20

769 99 71
                                    

“Seyran senin ne işin var burada? Şuan senin başka bir yerde olman gerekmiyor mu?”

“Evet ama ben buraya senin için geldim, seni uyarmak için geldim Ferit.”

“Sen, beni uyarmak için? Ne kadar düşünceli birisi.”

“Ferit, öldürecekler seni.”

“Git Seyran git!

Sen, vaktinden çok sonra gelen..”

Gözüm görmesin seni!”

Sevdalı bir yağmur gibisin.”

Başın, çok büyük belada Ferit.”

“Sen hangi yüzle geliyorsun buraya?”

“Bana ne demek istiyorsan diyebilirsin ama önce dinle beni lütfen.”

“Ferit!”

“Yaklaşma! Uzak dur benden!”
Ferit biraz duraksadı, ardından kelimeler dökülüverdi.

“Sen nasıl bir insansın ya?!”

“Öldürecekler seni,”

“Bir daha mı? Yetmedi mi?”
Feritin yaşadığı hayal kırıkları, bir bir dökülüveriyordu.

“Cihan adam tuttu, kaza gibi gösterecek. Çok dikkat etmen gerekiyor.”

“Sen o gelinliği giydiğinde benide aşkımızı da öldürdün zaten. Cihan beni öldürtse ne yazar ki?”

“Hiçbir şey düşündüğün gibi değ-”

“Ferit! Cihan geliyor!” Abidinin sözü ile Seyran'ın gözleri ayrılmıştı.

“Allah kahretsin!” dedi, ardından Seyran.

-------------------------

Cihan, arabadan inerken Ferit fısıltı ile konuştu.
“Aşşağılık herif!”

“İstanbulda bir Ferit! Mekanın sahibi geldi.” dedi, Cihan.

“İstanbul benim, yani sende benimsin.” diyerek, Feritin göğsüne bastırdı parmağını.

“O parmağını kırarım lan senin!”

Ardından Cihan, hızlı adımlar ile içeriyi tutulamaya başladı.

“Vay vay vay!
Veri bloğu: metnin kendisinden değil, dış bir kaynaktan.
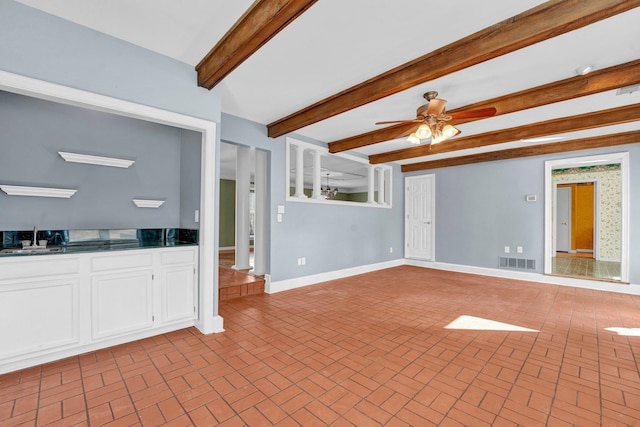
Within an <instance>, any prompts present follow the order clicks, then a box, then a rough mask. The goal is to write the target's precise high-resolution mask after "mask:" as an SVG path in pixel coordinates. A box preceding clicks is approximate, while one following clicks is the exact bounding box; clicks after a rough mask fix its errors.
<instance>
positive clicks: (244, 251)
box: [233, 146, 251, 270]
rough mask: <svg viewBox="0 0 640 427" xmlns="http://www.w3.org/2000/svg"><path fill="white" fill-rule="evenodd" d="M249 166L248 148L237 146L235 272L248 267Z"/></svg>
mask: <svg viewBox="0 0 640 427" xmlns="http://www.w3.org/2000/svg"><path fill="white" fill-rule="evenodd" d="M250 186H251V164H250V162H249V148H247V147H242V146H238V150H237V152H236V263H235V265H234V266H233V268H234V269H236V270H247V269H249V268H251V266H250V265H249V231H250V230H249V191H250Z"/></svg>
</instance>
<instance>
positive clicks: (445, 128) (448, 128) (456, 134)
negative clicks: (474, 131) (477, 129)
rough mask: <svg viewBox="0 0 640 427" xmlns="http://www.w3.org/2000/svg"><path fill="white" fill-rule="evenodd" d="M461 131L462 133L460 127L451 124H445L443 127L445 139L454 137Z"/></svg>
mask: <svg viewBox="0 0 640 427" xmlns="http://www.w3.org/2000/svg"><path fill="white" fill-rule="evenodd" d="M459 133H460V130H458V128H456V127H454V126H451V125H444V127H443V128H442V136H443V138H444V139H449V138H452V137H454V136H456V135H458V134H459Z"/></svg>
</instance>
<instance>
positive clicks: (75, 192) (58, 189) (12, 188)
mask: <svg viewBox="0 0 640 427" xmlns="http://www.w3.org/2000/svg"><path fill="white" fill-rule="evenodd" d="M0 189H2V191H4V192H5V193H7V194H8V195H9V196H32V197H58V198H61V199H68V198H69V197H71V196H73V195H74V194H76V191H78V190H72V189H68V188H50V187H27V186H22V185H0Z"/></svg>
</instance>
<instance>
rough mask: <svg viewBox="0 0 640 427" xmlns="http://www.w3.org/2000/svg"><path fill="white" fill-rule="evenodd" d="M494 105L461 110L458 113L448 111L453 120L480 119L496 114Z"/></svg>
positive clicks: (494, 114) (495, 110) (449, 114)
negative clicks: (493, 106)
mask: <svg viewBox="0 0 640 427" xmlns="http://www.w3.org/2000/svg"><path fill="white" fill-rule="evenodd" d="M496 111H497V110H496V109H495V108H494V107H489V108H480V109H479V110H471V111H461V112H459V113H448V114H449V115H450V116H451V118H452V119H454V120H464V119H481V118H483V117H492V116H495V115H496Z"/></svg>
Burada ne varmış.
Makam yapmışsın lan kendine!” dediği an silahın ucunu kafasında hissetmişti Cihan.

“Ne oldu, korktun mu?”

“Hadi sık! Sıkta babam dümdüz etsin seni, aileni, hepinizi.” Ve ardından fısıldadı.

“Seyranı!”

İsmini duymak bile tüylerini diken diken ediyordu.
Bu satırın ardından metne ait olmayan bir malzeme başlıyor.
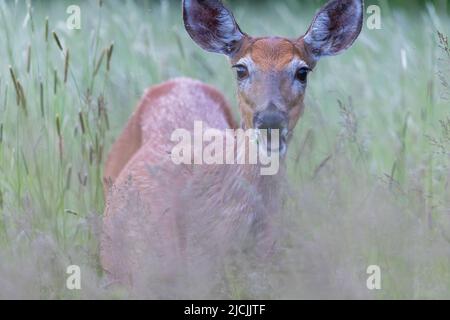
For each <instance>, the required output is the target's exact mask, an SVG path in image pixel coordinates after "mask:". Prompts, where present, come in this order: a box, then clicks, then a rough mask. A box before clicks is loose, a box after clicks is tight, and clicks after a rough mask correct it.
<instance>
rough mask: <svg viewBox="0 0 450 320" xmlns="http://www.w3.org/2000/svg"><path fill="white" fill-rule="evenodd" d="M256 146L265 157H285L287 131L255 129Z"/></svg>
mask: <svg viewBox="0 0 450 320" xmlns="http://www.w3.org/2000/svg"><path fill="white" fill-rule="evenodd" d="M256 135H257V138H258V144H259V146H260V148H261V149H262V151H264V152H265V153H266V154H267V155H269V156H271V155H273V154H279V155H280V156H282V157H283V156H285V155H286V152H287V130H286V129H282V130H280V129H271V128H267V129H266V128H259V129H256Z"/></svg>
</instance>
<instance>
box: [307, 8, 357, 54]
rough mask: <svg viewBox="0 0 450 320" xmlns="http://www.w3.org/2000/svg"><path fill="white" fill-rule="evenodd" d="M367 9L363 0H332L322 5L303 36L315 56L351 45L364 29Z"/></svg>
mask: <svg viewBox="0 0 450 320" xmlns="http://www.w3.org/2000/svg"><path fill="white" fill-rule="evenodd" d="M363 11H364V1H363V0H331V1H329V2H328V3H327V4H326V5H325V6H324V7H323V8H322V9H320V11H319V12H318V13H317V14H316V16H315V17H314V20H313V22H312V24H311V26H310V27H309V29H308V31H307V32H306V34H305V35H304V37H303V41H304V43H305V46H306V47H307V48H308V49H309V51H310V52H311V53H312V55H313V56H314V59H315V60H318V59H319V58H320V57H323V56H333V55H336V54H339V53H341V52H342V51H344V50H345V49H348V48H349V47H350V46H351V45H352V44H353V42H354V41H355V40H356V38H357V37H358V35H359V34H360V32H361V29H362V25H363Z"/></svg>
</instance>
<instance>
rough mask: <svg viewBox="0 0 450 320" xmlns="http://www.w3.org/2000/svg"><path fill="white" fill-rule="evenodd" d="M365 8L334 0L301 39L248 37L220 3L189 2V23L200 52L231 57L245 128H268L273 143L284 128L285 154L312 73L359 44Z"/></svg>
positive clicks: (184, 13)
mask: <svg viewBox="0 0 450 320" xmlns="http://www.w3.org/2000/svg"><path fill="white" fill-rule="evenodd" d="M363 8H364V4H363V0H331V1H329V2H328V3H327V4H326V5H325V6H324V7H323V8H322V9H320V10H319V12H318V13H317V14H316V16H315V17H314V19H313V22H312V24H311V26H310V27H309V29H308V30H307V32H306V33H305V34H304V35H303V36H301V37H299V38H297V39H286V38H281V37H258V38H255V37H251V36H249V35H247V34H246V33H244V32H243V31H242V30H241V28H240V27H239V25H238V24H237V23H236V21H235V19H234V16H233V14H232V13H231V11H230V10H228V9H227V8H226V7H224V5H223V4H222V2H221V1H220V0H184V1H183V18H184V24H185V27H186V30H187V32H188V33H189V35H190V36H191V38H192V39H193V40H194V41H195V42H196V43H197V44H198V45H199V46H200V47H202V48H203V49H205V50H207V51H210V52H215V53H221V54H224V55H226V56H228V57H229V59H230V62H231V65H232V67H233V68H234V69H235V70H236V78H237V88H238V96H239V109H240V112H241V117H242V127H243V128H244V129H250V128H252V129H267V132H268V135H267V138H268V139H270V132H271V130H273V129H278V130H279V135H278V136H279V139H280V141H279V142H280V144H279V146H280V153H281V154H282V155H283V154H285V152H286V150H287V144H288V142H289V140H290V138H291V136H292V131H293V129H294V128H295V126H296V124H297V122H298V120H299V118H300V117H301V115H302V114H303V111H304V102H303V101H304V97H305V90H306V86H307V78H308V74H309V73H310V72H311V71H312V70H313V69H314V67H315V66H316V63H317V61H318V60H319V59H320V58H322V57H325V56H332V55H337V54H339V53H341V52H342V51H344V50H346V49H347V48H349V47H350V46H351V45H352V44H353V42H354V41H355V40H356V38H357V37H358V35H359V33H360V32H361V29H362V24H363ZM266 145H267V146H268V148H269V146H270V143H266Z"/></svg>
“O silahı indireceksin Ferit!” Cihan korkudan ne diyeceğini şaşırmış haldeydi.

“Benim daha iyi bir fikrim var,” diyerek, silahı kendi kafasına tuttu Ferit.

“Bence sen sık, yiyorsa tâbii.” diyerek, sırıttı.

“Hadi, sıksana. Sıkamazsın değil mi? Çünkü racon belli. Sıkarsan ne olur? Baban, senin götünü keser.” dedi, vurgulayarak.

Bu sözün üzerine Cihan, tetiğe bastı. Fakat silahın içinde kurşun olmadığı için hiçbir işe yaramamıştı.

“Niye gelmiştin lan sen?” dedi, Ferit.

Cihan,
“Ne istiyorum, bir şey istiyordum ben ya. Dur düşüneyim.” diyerek, ellerini kafasına koyup yalandan düşünüyor gibi yaptı.